La Chiesa e l'arte


  • Nel recentissimo incontro del Papa con ben 260 artisti rappresentanti tutte le forme e le manifestazioni dell’arte, il S. Padre ha detto: “desidero esprimere e rinnovare l’amicizia tra la Chiesa e il mondo dell’arte, una amicizia consolidata nel tempo… l’arte continua a costituire una sorte di ponte verso la fede, un appello al mistero… L’autentica bellezza schiude il cuore umano alla nostalgia...”
    Una premessa per rendere ragione di questa parte del nostro sito parrocchiale.
    Nel gennaio del 2008 il direttore dell’Ufficio Liturgico Nazionale nell’avviare alle stampe il nuovo Lezionario Liturgico a cura della Conferenza Episcopale Italiana annotava: “per testimoniare lo sguardo attento che la Chiesa ha rivolto agli artisti, pur con alterne vicende, il nuovo lezionario conferma non solo il risultato di un dialogo tra la Chiesa e il mondo dell’arte ma proprio nella varietà delle proposte uno sguardo senza pregiudizi verso quegli artisti che sono considerati qualificati rappresentanti del dibattito critico culturale degli ultimi anni sia sul piano nazionale che internazionale.” Segue poi un lungo elenco di artisti.
    Provocato ormai da una lunga frequenza alle biennali di Venezia, dagli studi in filosofia e in arte della mia giovinezza, ho come ripreso fiato alla vista delle illustrazioni e degli artisti di cui il Lezionario si serviva e pur prevedendo le reazioni di confratelli assolutamente disorientati ma certo neanche aiutati da chi ha dato forse l’autorizzazione senza aver visto le immagini, tanto è grande l’impreparazione a proposito, mi sono chiesto che cosa potevo fare.

    Va innanzitutto sottolineato che la Chiesa ha ritrovato, con questo gesto coraggioso, veramente la Biblia Pauperum sia per le tecniche, le più semplici e le più povere di cui gli artisti si servono, sia per la possibilità di riproporre e far riscoprire uno stupore perduto, nello svolgimento narrativo delle forme che affidava alle immagini solo un ruolo da fumetto.
    Nella non facile e superficiale preferenza che l’Occidente ha fatto delle Icone bizantine negli ultimi anni si avvertiva in fondo che l’arte devozionale che la nostra Chiesa proponeva era insoddisfacente anche se oggi forse l’icona dell’Oriente che avvicina l’Occidente è il quadrato nero su fondo bianco di Malevic mentre le più significative analogie dell’icone in Occidente sono le tele di W. Congdon.

    Mi sono chiesto: come fare a non ridurre solo a un mio lusso queste immagini che la chiesa ha proposto evidentemente per tutto il popolo di Dio?
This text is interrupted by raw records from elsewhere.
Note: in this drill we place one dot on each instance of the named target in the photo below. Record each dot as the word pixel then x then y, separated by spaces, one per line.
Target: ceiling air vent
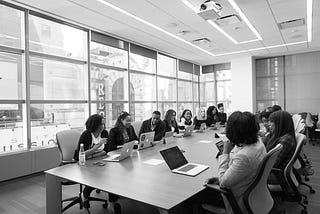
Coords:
pixel 201 41
pixel 228 20
pixel 291 24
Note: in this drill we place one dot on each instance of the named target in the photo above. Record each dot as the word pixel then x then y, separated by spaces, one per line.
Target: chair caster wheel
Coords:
pixel 304 212
pixel 105 205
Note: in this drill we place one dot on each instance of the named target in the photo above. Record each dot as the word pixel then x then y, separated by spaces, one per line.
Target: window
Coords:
pixel 269 82
pixel 224 88
pixel 142 82
pixel 12 81
pixel 57 39
pixel 166 66
pixel 141 63
pixel 207 89
pixel 58 79
pixel 11 27
pixel 109 80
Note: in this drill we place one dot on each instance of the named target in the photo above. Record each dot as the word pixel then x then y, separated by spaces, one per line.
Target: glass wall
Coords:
pixel 58 77
pixel 269 82
pixel 12 80
pixel 216 86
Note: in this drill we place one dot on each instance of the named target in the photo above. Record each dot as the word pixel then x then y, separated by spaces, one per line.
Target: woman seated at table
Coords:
pixel 95 140
pixel 123 132
pixel 239 163
pixel 170 121
pixel 212 116
pixel 186 119
pixel 281 132
pixel 200 118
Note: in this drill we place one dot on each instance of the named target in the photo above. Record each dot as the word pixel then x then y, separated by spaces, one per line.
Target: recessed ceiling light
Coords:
pixel 171 25
pixel 267 47
pixel 153 26
pixel 183 32
pixel 217 27
pixel 245 19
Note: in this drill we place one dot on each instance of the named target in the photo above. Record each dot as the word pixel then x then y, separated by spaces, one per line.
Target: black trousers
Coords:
pixel 207 196
pixel 87 191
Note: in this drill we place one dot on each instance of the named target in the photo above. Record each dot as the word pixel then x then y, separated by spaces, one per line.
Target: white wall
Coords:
pixel 243 84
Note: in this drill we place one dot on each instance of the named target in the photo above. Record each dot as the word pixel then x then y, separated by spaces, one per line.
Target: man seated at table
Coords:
pixel 154 124
pixel 222 117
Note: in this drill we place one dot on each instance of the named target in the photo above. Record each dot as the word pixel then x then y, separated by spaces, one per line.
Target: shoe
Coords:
pixel 117 208
pixel 85 202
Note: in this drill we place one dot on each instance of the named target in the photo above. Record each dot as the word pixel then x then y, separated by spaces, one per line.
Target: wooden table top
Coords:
pixel 151 184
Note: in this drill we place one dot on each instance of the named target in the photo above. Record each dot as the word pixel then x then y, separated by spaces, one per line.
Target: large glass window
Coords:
pixel 269 84
pixel 167 66
pixel 56 80
pixel 224 88
pixel 54 38
pixel 11 87
pixel 11 27
pixel 109 81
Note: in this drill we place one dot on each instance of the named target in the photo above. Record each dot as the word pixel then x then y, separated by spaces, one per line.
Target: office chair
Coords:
pixel 257 198
pixel 300 164
pixel 67 141
pixel 289 189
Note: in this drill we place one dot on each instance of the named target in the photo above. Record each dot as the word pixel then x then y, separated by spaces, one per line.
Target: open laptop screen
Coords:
pixel 174 157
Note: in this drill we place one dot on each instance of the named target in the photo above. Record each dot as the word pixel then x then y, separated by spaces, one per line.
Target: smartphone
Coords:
pixel 220 146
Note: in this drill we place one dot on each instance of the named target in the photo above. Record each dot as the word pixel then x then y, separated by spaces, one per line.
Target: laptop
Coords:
pixel 125 152
pixel 168 137
pixel 201 128
pixel 187 132
pixel 179 164
pixel 146 140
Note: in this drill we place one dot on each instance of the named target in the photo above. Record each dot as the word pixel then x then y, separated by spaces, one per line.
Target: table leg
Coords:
pixel 53 195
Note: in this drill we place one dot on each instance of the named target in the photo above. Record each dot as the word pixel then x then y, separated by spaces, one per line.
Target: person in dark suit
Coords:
pixel 154 124
pixel 95 140
pixel 200 118
pixel 212 116
pixel 170 121
pixel 222 117
pixel 123 132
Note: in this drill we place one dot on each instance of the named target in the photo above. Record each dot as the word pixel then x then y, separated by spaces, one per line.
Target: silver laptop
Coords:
pixel 187 132
pixel 146 140
pixel 168 137
pixel 201 128
pixel 125 152
pixel 179 164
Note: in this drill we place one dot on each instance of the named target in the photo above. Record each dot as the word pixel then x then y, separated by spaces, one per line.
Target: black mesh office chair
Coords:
pixel 67 142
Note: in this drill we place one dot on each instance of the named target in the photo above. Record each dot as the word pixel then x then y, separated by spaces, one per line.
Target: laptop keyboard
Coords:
pixel 187 168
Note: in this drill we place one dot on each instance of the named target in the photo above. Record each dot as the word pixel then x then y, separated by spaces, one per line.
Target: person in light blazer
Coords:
pixel 239 162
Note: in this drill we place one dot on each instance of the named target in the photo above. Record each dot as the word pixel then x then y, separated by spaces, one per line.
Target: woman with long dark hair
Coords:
pixel 212 116
pixel 95 140
pixel 170 121
pixel 186 118
pixel 123 132
pixel 281 131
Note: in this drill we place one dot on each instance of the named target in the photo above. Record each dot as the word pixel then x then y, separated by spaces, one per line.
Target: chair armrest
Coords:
pixel 277 171
pixel 216 187
pixel 229 195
Sono perciò ricorso ad un grande schermo televisivo che controllo dal pulpito o dall’altare con un piccolo computer e mi servo delle immagini come aiuto alla stessa omelia e alla interpretazione del testo.
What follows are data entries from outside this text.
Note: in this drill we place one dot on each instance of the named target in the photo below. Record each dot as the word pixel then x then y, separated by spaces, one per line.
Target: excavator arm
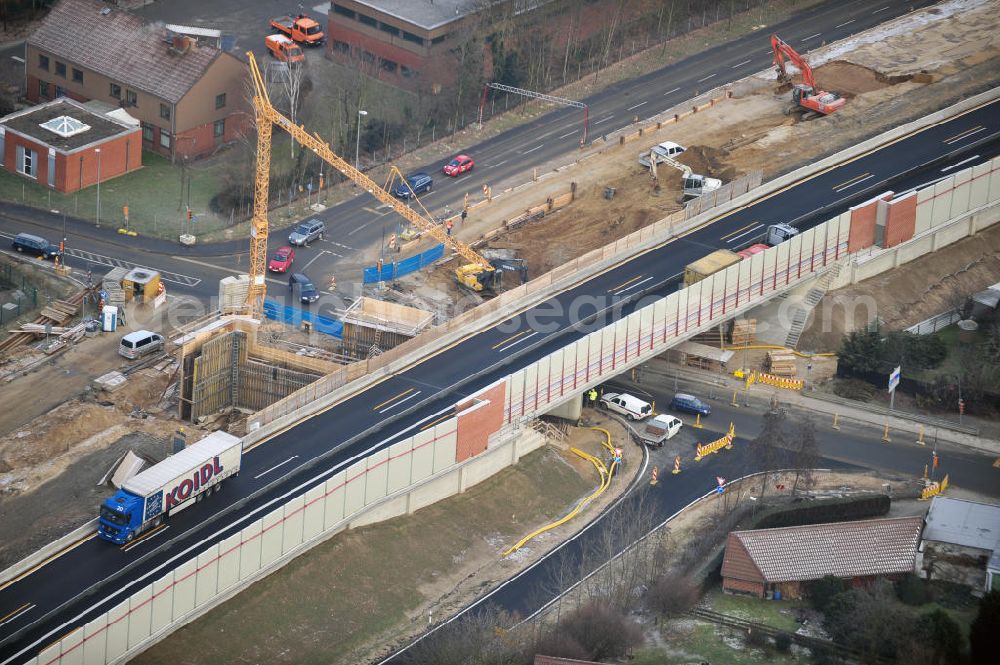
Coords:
pixel 781 51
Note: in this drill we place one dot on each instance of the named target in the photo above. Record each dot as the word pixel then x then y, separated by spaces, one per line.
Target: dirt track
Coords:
pixel 750 131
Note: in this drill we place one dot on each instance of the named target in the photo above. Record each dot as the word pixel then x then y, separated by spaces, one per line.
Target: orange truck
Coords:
pixel 301 29
pixel 284 49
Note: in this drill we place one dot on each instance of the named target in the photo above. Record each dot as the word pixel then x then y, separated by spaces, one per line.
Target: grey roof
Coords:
pixel 844 549
pixel 28 123
pixel 430 14
pixel 427 14
pixel 964 523
pixel 120 46
pixel 990 296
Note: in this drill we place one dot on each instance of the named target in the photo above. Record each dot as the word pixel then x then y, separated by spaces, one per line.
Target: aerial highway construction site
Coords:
pixel 272 480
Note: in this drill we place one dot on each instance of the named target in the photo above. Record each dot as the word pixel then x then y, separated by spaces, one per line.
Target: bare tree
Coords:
pixel 767 450
pixel 804 449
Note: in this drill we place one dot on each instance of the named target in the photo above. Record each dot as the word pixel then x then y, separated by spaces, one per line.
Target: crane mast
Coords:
pixel 266 116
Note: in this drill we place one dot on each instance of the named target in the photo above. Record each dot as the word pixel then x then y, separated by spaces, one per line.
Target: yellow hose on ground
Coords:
pixel 605 474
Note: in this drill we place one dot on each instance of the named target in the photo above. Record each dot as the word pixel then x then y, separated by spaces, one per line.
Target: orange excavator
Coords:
pixel 805 95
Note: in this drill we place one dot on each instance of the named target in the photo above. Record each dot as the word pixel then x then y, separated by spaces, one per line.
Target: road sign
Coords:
pixel 894 379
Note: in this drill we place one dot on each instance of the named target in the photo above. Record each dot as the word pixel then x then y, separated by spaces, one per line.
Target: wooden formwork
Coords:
pixel 374 325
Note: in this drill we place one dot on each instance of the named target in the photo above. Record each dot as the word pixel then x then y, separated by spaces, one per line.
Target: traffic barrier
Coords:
pixel 777 381
pixel 717 445
pixel 934 489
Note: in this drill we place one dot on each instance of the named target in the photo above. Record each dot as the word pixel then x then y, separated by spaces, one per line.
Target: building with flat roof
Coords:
pixel 765 562
pixel 961 543
pixel 187 94
pixel 68 146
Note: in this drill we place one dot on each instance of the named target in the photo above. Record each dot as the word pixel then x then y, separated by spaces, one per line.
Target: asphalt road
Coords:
pixel 356 226
pixel 94 576
pixel 852 448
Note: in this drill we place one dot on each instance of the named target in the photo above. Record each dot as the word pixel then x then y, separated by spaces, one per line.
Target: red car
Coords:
pixel 281 260
pixel 459 165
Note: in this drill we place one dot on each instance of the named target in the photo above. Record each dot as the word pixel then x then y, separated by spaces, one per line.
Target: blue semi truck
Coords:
pixel 177 482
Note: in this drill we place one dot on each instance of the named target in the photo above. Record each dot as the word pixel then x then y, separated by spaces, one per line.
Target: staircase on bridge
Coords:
pixel 805 306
    Le immagini sono quelle del Lezionario, quelle della “Bellezza della Parola” di Timothy Verdon, di un piccolo libro scritto tanti anni fa con un amico biblista, dal titolo “Il Recupero della Distanza” con il quale avevamo tentato troppo in anticipo di avviare la presente iniziativa, della mia biblioteca e di Internet.
    Poiché alcuni dei presenti all’omelia mi hanno richiesto, via mail, di poter rivedere le immagini per ritornare su temi della domenica, cerchiamo, un po’ alla volta, di soddisfare questa esigenza.